NB, I have admin.conf running locally and am able to access the cluster via kubectl with no issue.
Also, of note is that this had been working when I first got the cluster up. However, I was having networking issues, and had to apply this in order to get CoreDNS to work Coredns service do not work,but endpoint is ok the other SVCs are normal only except dns, so I am wondering if this maybe broke the proxy service?
* EDIT *
Here is output for the dashboard pod:
[gms#thalia0 ~]$ kubectl describe pod kubernetes-dashboard-77fd78f978-tjzxt --namespace=kube-system
Name: kubernetes-dashboard-77fd78f978-tjzxt
Namespace: kube-system
Priority: 0
PriorityClassName: <none>
Node: thalia2.hostdoman/hostip<redacted>
Start Time: Sat, 15 Dec 2018 15:17:57 -0600
Labels: k8s-app=kubernetes-dashboard
pod-template-hash=77fd78f978
Annotations: cni.projectcalico.org/podIP: 192.168.2.3/32
Status: Running
IP: 192.168.2.3
Controlled By: ReplicaSet/kubernetes-dashboard-77fd78f978
Containers:
kubernetes-dashboard:
Container ID: docker://ed5ff580fb7d7b649d2bd1734e5fd80f97c80dec5c8e3b2808d33b8f92e7b472
Image: k8s.gcr.io/kubernetes-dashboard-amd64:v1.10.0
Image ID: docker-pullable://k8s.gcr.io/kubernetes-dashboard-amd64#sha256:1d2e1229a918f4bc38b5a3f9f5f11302b3e71f8397b492afac7f273a0008776a
Port: 8443/TCP
Host Port: 0/TCP
Args:
--auto-generate-certificates
State: Running
Started: Sat, 15 Dec 2018 15:18:04 -0600
Ready: True
Restart Count: 0
Liveness: http-get https://:8443/ delay=30s timeout=30s period=10s #success=1 #failure=3
Environment: <none>
Mounts:
/certs from kubernetes-dashboard-certs (rw)
/tmp from tmp-volume (rw)
/var/run/secrets/kubernetes.io/serviceaccount from kubernetes-dashboard-token-mrd9k (ro)
Conditions:
Type Status
Initialized True
Ready True
ContainersReady True
PodScheduled True
Volumes:
kubernetes-dashboard-certs:
Type: Secret (a volume populated by a Secret)

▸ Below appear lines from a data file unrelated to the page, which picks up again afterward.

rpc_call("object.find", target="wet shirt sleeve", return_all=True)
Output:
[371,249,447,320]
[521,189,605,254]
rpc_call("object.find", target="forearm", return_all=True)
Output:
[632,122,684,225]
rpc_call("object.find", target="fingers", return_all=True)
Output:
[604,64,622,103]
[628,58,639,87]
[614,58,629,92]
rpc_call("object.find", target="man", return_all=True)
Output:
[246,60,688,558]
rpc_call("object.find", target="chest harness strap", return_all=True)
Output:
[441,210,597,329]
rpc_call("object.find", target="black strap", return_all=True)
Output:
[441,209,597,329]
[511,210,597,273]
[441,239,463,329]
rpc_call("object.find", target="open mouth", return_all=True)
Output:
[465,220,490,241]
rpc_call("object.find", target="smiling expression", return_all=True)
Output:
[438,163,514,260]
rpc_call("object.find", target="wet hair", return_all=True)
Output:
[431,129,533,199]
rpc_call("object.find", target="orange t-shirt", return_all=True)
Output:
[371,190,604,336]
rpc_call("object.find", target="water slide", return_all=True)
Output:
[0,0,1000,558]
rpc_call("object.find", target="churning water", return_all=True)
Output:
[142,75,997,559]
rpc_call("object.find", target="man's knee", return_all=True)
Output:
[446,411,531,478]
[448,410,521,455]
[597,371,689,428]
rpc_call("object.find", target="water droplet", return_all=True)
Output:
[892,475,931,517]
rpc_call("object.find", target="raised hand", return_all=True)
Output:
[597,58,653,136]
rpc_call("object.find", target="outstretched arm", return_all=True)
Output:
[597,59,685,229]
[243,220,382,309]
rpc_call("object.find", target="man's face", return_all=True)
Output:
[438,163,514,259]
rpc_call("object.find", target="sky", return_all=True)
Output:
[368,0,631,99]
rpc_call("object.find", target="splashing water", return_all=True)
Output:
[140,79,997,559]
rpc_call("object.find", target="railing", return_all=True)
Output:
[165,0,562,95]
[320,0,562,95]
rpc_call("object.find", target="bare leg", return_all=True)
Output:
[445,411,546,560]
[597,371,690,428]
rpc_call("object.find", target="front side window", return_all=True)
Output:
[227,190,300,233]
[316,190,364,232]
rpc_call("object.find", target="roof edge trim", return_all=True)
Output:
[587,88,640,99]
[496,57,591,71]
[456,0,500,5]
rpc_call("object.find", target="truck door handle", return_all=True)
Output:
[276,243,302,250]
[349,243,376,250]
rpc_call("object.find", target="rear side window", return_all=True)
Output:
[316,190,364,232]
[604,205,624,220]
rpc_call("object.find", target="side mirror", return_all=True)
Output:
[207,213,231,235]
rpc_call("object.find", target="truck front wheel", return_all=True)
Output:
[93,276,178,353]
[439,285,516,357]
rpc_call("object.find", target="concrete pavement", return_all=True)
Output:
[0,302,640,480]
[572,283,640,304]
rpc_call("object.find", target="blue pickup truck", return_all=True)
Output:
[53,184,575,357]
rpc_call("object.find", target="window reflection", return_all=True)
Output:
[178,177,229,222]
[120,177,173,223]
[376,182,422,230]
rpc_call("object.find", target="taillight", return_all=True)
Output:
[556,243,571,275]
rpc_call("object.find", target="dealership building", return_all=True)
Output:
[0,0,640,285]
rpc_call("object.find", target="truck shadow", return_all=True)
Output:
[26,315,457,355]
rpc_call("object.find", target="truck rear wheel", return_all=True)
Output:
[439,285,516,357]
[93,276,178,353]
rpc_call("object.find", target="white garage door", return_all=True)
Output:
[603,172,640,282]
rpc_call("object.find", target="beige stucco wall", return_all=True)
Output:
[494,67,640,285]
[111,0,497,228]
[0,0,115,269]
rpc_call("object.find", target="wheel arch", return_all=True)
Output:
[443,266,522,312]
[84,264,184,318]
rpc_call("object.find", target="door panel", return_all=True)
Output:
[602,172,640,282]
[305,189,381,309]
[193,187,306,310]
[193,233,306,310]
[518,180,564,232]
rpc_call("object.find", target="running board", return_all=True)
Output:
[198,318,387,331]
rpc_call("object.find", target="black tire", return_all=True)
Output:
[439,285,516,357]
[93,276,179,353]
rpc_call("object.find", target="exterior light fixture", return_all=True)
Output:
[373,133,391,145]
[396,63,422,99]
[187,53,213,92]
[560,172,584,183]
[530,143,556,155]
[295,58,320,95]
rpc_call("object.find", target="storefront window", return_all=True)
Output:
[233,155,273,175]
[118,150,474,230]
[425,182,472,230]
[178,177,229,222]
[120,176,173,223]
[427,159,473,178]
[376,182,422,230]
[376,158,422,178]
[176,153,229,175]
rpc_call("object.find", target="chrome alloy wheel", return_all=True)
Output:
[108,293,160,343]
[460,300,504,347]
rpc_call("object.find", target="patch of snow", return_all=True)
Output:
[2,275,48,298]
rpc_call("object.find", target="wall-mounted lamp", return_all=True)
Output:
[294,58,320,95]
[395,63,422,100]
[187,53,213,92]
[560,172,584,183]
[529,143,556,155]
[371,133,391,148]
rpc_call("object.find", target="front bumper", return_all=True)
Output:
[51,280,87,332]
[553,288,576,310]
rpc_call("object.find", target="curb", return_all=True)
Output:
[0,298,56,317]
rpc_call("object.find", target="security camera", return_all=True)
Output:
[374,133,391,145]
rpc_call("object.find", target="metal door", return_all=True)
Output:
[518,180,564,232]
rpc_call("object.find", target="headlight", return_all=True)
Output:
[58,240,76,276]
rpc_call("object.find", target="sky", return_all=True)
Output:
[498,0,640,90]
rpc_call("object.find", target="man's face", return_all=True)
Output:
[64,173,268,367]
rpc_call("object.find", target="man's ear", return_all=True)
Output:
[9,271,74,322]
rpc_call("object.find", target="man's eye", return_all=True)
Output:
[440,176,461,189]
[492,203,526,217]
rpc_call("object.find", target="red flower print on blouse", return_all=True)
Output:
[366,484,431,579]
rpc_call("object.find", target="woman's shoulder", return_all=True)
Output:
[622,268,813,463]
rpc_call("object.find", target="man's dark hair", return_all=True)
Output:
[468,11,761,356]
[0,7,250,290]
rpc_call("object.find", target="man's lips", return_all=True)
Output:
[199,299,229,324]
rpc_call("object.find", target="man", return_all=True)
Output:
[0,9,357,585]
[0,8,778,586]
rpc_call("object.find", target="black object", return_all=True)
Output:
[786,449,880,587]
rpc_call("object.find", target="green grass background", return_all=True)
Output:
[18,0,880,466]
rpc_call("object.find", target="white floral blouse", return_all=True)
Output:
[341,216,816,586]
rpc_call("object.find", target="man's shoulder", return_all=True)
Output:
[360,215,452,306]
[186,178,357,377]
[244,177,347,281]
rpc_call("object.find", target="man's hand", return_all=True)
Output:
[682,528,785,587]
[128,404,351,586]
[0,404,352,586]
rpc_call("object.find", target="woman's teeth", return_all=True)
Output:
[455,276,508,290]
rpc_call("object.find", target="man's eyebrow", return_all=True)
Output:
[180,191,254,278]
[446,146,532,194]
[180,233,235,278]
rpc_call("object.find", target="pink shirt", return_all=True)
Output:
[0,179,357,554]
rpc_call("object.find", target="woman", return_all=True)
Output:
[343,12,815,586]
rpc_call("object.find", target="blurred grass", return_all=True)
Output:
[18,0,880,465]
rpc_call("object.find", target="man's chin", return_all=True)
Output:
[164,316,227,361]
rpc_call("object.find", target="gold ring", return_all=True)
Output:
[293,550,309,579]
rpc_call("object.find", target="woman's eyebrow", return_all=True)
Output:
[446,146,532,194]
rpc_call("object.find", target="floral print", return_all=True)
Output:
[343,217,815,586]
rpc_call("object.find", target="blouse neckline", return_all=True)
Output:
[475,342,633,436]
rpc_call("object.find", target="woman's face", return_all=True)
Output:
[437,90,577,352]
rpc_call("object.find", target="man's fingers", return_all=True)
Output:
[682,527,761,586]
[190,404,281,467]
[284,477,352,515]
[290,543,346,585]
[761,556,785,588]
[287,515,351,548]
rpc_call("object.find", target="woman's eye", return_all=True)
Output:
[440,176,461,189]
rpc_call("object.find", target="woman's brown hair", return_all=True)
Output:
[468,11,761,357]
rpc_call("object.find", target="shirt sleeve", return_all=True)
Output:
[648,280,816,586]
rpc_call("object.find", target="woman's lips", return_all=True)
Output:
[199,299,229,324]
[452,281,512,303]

SecretName: kubernetes-dashboard-certs
Optional: false
tmp-volume:
Type: EmptyDir (a temporary directory that shares a pod's lifetime)
Medium:
kubernetes-dashboard-token-mrd9k:
Type: Secret (a volume populated by a Secret)
SecretName: kubernetes-dashboard-token-mrd9k
Optional: false
QoS Class: BestEffort
Node-Selectors: <none>
Tolerations: node-role.kubernetes.io/master:NoSchedule
node.kubernetes.io/not-ready:NoExecute for 300s
node.kubernetes.io/unreachable:NoExecute for 300s
Events: <none>
I checked the service:
[gms#thalia0 ~]$ kubectl -n kube-system get service kubernetes-dashboard
NAME TYPE CLUSTER-IP EXTERNAL-IP PORT(S) AGE
kubernetes-dashboard ClusterIP 10.103.93.93 <none> 443/TCP 4d23h
And also of note, if I curl http://localhost:8001/api from the master node, I do get a valid response.
So, in summary, I'm not sure which if any of these errors are the source of not being able to access the dashboard.
I just upgraded my cluster to 1.13.1, in hopes that this issue would be resolved, but alas, no.
When you do kubectl proxy , the default port 8001 only reachable from the localhost. If you ssh to the machine which the kubernetes is installed, you must map this port to your laptop or any device used to ssh.
You can ssh to master node and map the 8001 port to your localbox by :
ssh -L 8001:localhost:8001 hostname#master_node_IP
I upgraded all nodes in the cluster to version 1.13.1 and voila, the dashboard now works AND so far I have not had to apply the CoreDNS fix noted above.